[lvm-devel] Re: Deactivating volume with mounted snapshot
Mikulas Patocka
mpatocka at redhat.com
Thu May 15 00:33:27 UTC 2008
On Thu, 15 May 2008, Alasdair G Kergon wrote:
> On Wed, May 14, 2008 at 07:30:17PM -0400, Mikulas Patocka wrote:
>> With merging, it will cause corruption --- if one snapshot is merging and
>> you don't have all the other snapshots loaded, the non-active snapshots
>> won't be updated as the merging goes on. So they'll be corrupted.
>
> If that can happen it suggests the detailed set of activation steps needs
> further refining and is not correct yet.
I think I have it already correct. The patch that corrects it is
http://lacrosse.redhat.com/~mpatocka/patches/kernel/dm-snapshot-remove-active-variable.patch
Basically, lvm suspends all the devices, then loads the dm table for all
of them and then resumes them.
I start merging at preresume method. When I start merging, all the other
snapshots are already loaded in the table and can allocate new exceptions.
The patch changes it so that they can accept new exceptions always.
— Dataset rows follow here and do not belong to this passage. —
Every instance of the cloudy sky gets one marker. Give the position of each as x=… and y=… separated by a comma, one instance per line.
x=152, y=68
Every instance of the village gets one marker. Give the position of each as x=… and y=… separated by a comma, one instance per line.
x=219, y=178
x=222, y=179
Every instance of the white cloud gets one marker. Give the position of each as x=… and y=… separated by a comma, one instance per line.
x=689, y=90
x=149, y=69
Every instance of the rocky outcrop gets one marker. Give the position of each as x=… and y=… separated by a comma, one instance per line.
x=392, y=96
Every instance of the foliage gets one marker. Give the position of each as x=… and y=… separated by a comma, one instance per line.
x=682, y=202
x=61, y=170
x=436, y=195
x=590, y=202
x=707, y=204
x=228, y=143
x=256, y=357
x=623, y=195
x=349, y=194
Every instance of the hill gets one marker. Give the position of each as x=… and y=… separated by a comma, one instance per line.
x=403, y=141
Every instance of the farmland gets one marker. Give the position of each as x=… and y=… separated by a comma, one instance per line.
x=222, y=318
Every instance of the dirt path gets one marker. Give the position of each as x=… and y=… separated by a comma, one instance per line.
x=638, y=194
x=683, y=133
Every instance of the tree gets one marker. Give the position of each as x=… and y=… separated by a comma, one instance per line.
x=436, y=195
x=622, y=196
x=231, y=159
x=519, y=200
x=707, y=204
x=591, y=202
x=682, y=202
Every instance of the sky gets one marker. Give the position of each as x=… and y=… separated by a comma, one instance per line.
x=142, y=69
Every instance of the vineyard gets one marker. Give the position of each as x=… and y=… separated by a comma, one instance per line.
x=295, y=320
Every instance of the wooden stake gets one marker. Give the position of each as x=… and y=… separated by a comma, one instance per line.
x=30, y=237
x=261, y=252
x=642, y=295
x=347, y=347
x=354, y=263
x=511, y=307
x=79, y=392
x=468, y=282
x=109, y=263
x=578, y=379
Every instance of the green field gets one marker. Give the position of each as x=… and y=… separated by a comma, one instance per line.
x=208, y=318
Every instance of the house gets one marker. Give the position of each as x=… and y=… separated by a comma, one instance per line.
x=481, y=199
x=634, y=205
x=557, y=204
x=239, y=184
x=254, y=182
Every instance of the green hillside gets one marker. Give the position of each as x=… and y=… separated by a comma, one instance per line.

>> Currently the contstraint is "if the device is open, you can't deactivate
>> it". I'd like change it to "if the device is open or some of its snapshots
>> are open, you can't deactivate it".
>
> Catch-22 then. Which do you deactivate first? We cannot handle that
> at kernel level with the current interface.
You are right. The possible solutions:
* block opening of suspended device until the device is resumed (or
deleted) --- easiest, but most scary. Theoretically it should be OK ---
you already should not open a file while there is something suspended (the
memory-allocation deadlock) --- but it may make some of these deadlocks
very visible. Maybe making the deadlocks visible is a good thing, it's
much easier to solve reproducible deadlock than nonreproducible.
* undo the deactivation if one of the devices can't be removed because it
is open --- probably the hardest.
* replace the open device's table with error target --- if it has
journaled filesystem, it will recover fine. And it won't damage other
snapshots.
* let it be, hoping that admin won't simultaneously open and deactivate a
device :-/
> But by all means add that extra protection to the userspace code.
> The userspace code should not assume it happened though.
>
>> Even without merging, the current approach is not perfect, as you will end
>> up with a device that you can't deactivate (the origin is deactivated, the
>> snapshot is active; lvchange -an on the snapshot will return error;
>> lvchange -an on the origin will see that it is already inactive and do
>> nothing)
>
> That can be fixed: lvchange -an on the origin should complete the process.
> (It probably used to do that before some optimisation got added.)
>
> Alasdair
> --
> agk at redhat.com
BTW. Tomorrow I'm going to Brno to medical exam at Red Hat on Thursday and
meeting on Friday, so I won't be on IRC and email much.